I don't know if Strigaway will take off.  If it does, I would be somewhat pleased because it really is a well-thought technology that can potentially address a huge problem using very low doses of herbicide.  Some people (fairly or not) worry that Strigaway may be part of a larger BASF strategy to gain worldwide market share for its Clearfield products, thus throwing into the mix concerns about that element of coercion that I'd referred to.  Of course, the real long-term solution to fix Striga would be to have longer, diversified rotations incorporating things like peanuts, cassava, beans, cotton, sesame, soy, okra, melons, and any other number of typical African crops into your mix.  These are all non-hosts that slowly wear down the germinating witchweed seeds looking for fresh blood.  Strigaway corn could be a part of such rotations, but shouldn't be the only or the dominant crop. 

So on the one hand I laud the innovation of the inventors of the Strigaway team, but I also recognize that it's in some ways an overly complicated and ultimately unimaginative alternative when compared with the common-sense good husbandry of maintaining diversified, healthy cropping systems.  Beyond this though, my earlier thoughts about proprietary technologies apply here.  Why did/would an herbicide-based Striga control strategy have to limit itself to the proprietary imazapyr herbicide?  There are plenty of other broadleaf herbicides like atrazine and 2,4-D that would potentially control witchweed without hurting the corn.  I've only found one study on the use of seed treatment with these other chemicals to control Striga.  It didn't give promising results, but surely if there were a number of great minds working on this question, they might find an answer, just as the profit-driven BASF researchers did.
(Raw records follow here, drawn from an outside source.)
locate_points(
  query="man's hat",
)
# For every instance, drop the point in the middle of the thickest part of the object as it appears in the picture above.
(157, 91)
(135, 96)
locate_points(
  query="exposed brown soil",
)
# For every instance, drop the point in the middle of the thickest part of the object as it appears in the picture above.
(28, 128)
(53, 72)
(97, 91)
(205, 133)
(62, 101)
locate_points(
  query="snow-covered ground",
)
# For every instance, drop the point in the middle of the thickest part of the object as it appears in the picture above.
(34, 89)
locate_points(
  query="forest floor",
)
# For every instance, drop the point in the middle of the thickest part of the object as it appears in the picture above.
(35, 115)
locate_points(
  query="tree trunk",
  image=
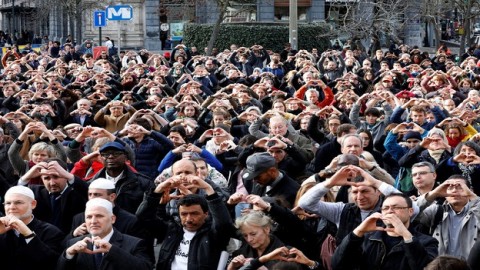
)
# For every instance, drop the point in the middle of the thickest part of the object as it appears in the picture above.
(216, 30)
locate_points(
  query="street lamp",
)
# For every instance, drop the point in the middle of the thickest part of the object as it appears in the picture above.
(293, 25)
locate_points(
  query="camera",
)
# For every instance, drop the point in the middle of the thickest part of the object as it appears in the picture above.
(270, 143)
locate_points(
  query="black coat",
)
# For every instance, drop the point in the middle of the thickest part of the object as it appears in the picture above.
(127, 253)
(72, 202)
(286, 188)
(369, 252)
(40, 253)
(207, 244)
(130, 188)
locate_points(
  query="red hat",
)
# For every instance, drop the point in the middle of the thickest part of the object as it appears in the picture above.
(405, 94)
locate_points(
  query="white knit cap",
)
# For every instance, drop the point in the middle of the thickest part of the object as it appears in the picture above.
(20, 190)
(102, 183)
(100, 202)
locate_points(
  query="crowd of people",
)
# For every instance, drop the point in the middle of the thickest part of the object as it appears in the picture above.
(244, 159)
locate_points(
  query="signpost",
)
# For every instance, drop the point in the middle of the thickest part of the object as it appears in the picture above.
(99, 20)
(119, 13)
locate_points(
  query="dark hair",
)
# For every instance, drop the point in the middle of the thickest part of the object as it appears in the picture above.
(344, 128)
(194, 199)
(404, 196)
(446, 262)
(179, 129)
(60, 162)
(143, 122)
(373, 111)
(286, 266)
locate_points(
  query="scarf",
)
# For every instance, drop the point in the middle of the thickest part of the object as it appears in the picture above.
(467, 170)
(436, 154)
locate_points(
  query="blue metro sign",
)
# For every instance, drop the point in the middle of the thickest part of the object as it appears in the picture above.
(99, 18)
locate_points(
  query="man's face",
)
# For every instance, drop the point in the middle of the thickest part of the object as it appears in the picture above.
(98, 221)
(448, 105)
(371, 119)
(312, 97)
(202, 169)
(183, 168)
(277, 127)
(113, 158)
(277, 154)
(422, 177)
(100, 193)
(39, 156)
(402, 211)
(455, 195)
(264, 178)
(418, 117)
(19, 205)
(453, 133)
(365, 197)
(255, 236)
(352, 145)
(192, 217)
(54, 183)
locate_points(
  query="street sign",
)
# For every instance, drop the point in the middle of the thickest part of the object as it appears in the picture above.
(119, 13)
(99, 18)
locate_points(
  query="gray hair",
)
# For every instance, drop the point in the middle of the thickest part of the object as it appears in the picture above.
(254, 218)
(351, 135)
(430, 166)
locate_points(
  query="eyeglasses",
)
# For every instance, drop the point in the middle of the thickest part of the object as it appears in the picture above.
(14, 203)
(113, 154)
(454, 187)
(394, 208)
(420, 173)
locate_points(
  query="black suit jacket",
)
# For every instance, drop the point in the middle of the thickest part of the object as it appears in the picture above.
(127, 253)
(287, 188)
(72, 202)
(41, 252)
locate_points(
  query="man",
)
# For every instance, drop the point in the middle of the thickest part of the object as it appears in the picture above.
(150, 146)
(25, 241)
(129, 185)
(268, 180)
(82, 115)
(197, 241)
(328, 151)
(353, 144)
(61, 196)
(278, 126)
(423, 176)
(398, 246)
(125, 222)
(105, 248)
(455, 222)
(372, 121)
(367, 198)
(418, 114)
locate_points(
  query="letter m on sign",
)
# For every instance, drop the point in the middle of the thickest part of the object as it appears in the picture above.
(119, 13)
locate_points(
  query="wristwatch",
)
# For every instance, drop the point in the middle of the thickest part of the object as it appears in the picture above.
(33, 234)
(315, 265)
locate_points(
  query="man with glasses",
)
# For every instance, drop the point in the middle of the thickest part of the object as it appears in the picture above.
(423, 177)
(60, 196)
(454, 223)
(367, 198)
(25, 241)
(386, 240)
(129, 184)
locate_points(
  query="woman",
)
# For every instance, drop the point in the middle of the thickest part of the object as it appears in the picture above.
(368, 145)
(255, 228)
(465, 161)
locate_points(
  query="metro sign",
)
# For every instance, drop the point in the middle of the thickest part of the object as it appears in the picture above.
(119, 13)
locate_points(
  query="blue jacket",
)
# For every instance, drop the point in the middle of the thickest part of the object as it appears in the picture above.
(149, 152)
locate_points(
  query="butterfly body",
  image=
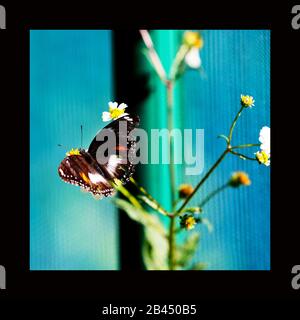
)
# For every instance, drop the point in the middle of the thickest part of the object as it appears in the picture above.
(84, 168)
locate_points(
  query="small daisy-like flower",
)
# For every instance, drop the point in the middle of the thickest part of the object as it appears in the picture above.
(115, 111)
(193, 39)
(263, 158)
(185, 190)
(247, 101)
(239, 178)
(192, 58)
(73, 152)
(265, 139)
(188, 221)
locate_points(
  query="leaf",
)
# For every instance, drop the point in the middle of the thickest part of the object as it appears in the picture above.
(186, 251)
(152, 204)
(207, 223)
(140, 215)
(193, 210)
(155, 250)
(224, 137)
Of course a strategy based on these freely-available technologies, much like the FAO's farmer field schools or the Sahel's forest regeneration management, would not bring great profits to any one company, since no one company has rights to those herbicides.  But what if the public sector had put just a little bit of money into research on such possibilities, in order to come up with a totally free-source innovation that could do what Strigaway is doing?  For me, such open-source, non-propietary innovation is the best chance we have of scaling up groundbreaking technologies.  This model of innovation won't make any one company a lot of money, and it won't even be possible for development agencies to track with indicators, and certainly not to take credit for.  But scaling up through organic innovation and sharing processes would create a huge impact in terms of incrementally improving quality of life for lots of people.